Po przyjęciu nagrody z rąk Rzecznika laureaci odnieśli się do wyróżnienia, które spotkało ich społeczność. Zdaniem burmistrza Marka Nazarko, decyzja o otwarciu punktu humanitarnego była jedyną słuszną reakcją na sytuację na granicy. - Chcę tylko powiedzieć, że przyjechaliśmy z niewielkiego Michałowa - jednej z dwóch i pół tysiąca polskich gmin. Gdy podjęliśmy decyzje o otwarciu punktu pomocy, nikomu nie przyszło do głowy, że wywoła to taki rozgłos. My przecież nie zrobiliśmy nic wyjątkowego, to był zwykły ludzki odruch - powiedział burmistrz. W jego ocenie decyzja o otwarciu punktu humanitarnego była jedyną słuszną reakcją na sytuację w przygranicznych lasach. - Gdy usłyszeliśmy, że w lasach wokół Michałowa rodzą kobiety i dzieje się coś złego dzieciom, to stwierdziliśmy, że nie ma na to miejsca w naszej gminie.

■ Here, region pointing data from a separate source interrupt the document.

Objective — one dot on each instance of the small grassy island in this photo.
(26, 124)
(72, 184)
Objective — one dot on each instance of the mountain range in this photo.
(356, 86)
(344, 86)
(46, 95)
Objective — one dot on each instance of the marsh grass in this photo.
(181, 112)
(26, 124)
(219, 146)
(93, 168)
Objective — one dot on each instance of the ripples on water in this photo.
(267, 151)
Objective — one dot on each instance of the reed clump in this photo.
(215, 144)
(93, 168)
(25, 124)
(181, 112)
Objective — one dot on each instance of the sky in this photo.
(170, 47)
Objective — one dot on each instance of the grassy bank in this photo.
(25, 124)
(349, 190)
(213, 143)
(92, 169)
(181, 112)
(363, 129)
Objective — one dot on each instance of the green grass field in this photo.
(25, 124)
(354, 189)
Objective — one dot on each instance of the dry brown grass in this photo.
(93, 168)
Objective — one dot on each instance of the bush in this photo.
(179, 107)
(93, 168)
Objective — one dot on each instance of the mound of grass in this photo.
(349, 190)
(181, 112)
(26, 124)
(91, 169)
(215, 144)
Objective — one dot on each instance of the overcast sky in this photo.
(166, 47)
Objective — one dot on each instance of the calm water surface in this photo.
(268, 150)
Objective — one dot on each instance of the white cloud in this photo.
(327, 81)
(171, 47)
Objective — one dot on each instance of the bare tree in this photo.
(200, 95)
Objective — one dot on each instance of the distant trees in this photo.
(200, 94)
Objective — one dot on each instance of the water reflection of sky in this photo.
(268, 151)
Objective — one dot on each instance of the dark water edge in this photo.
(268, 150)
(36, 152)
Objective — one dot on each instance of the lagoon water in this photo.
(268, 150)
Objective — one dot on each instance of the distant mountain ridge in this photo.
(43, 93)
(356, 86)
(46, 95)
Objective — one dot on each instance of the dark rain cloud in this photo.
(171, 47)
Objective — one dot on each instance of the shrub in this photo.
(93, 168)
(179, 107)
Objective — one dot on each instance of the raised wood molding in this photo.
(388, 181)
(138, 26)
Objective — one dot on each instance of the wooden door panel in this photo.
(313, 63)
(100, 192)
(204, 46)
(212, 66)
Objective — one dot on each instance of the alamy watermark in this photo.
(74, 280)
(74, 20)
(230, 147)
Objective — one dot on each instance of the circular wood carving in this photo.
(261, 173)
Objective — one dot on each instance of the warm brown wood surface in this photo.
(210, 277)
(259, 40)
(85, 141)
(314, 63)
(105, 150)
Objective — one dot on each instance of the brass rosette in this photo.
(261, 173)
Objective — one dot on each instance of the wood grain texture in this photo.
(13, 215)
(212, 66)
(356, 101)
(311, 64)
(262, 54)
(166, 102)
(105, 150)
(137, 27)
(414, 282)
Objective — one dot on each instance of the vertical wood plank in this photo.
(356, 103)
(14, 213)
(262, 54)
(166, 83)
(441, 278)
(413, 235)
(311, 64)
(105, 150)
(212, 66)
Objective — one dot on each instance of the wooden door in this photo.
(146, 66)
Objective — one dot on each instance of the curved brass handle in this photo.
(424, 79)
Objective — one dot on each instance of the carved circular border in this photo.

Przewodnicząca Rady Miejskiej Bożena Ancipiuk w swojej wypowiedzi ukłoniła się w stronę innych podmiotów zaangażowanych w pomoc migrantom.  - Ta nagroda jest dla organizacji i indywidualnych osób działających w strefie stanu wyjątkowego i poza nią. Jest u nas bardzo dużo takich osób, które pomagają bezinteresownie chcąc pozostać anonimowymi.

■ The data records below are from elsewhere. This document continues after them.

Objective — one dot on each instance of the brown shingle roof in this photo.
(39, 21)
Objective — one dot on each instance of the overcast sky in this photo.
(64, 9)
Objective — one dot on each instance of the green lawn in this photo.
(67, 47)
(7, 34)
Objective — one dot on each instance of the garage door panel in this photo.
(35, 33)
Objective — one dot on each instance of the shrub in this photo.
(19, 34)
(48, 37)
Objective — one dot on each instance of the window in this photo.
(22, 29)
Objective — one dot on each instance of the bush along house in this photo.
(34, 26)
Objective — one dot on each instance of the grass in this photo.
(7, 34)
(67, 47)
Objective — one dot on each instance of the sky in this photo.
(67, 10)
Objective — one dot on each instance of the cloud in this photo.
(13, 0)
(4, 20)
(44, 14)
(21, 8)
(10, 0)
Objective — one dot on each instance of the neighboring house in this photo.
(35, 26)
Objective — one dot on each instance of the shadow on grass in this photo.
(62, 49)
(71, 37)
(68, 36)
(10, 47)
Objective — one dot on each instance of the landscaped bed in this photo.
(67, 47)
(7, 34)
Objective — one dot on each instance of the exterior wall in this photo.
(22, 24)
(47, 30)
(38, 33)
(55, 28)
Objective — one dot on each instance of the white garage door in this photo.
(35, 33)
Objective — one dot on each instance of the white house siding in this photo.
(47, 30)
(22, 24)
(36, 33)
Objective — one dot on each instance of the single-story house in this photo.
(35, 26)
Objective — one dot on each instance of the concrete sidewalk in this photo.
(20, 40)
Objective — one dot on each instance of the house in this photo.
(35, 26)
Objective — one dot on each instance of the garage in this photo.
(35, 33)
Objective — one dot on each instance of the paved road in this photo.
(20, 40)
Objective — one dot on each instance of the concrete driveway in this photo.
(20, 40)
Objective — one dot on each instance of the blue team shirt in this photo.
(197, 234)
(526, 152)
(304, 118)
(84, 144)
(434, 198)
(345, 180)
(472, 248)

Laudacje innych członków Kapituły

Po przyjęciu nagrody przez laureatów głos zabrali inni członkowie Kapituły. Ewa Łętowska odniosła się do szczególnej roli samorządu terytorialnego w polskim ustroju. - Samorządy, będąc ogniwem między ludnością a władzą centralną, mają do spełnienia szczególne zadanie. Na nich spoczywa ciężar wyważenia proporcji między wymaganiami obrony granicy, czyli zadaniem władzy centralnej, i zadaniem świadczenia dozwolonej, koniecznej i potrzebnej z uwagi na nasze człowieczeństwo pomocy humanitarnej - mówiła prof. Łętowska.

Adam Zieliński w swojej laudacji odniósł się przede wszystkim do trudnego do zobrazowania przeciętnemu obywatelowi położenia, w jakim znajdują się osoby na polsko-białoruskim pograniczu. - Takim jak ja, mieszkającym daleko od granicy w ciepłym mieszkaniu, trudno sobie wyobrazić, jak czuje się ktoś, do kogo w nocy puka obca osoba i prosi o pomoc. Dzisiejsi laureaci spotykają się z takimi sytuacjami niemal codziennie i reagują tak, jak reagować powinien człowiek uczciwy - przyznał prof. Zieliński.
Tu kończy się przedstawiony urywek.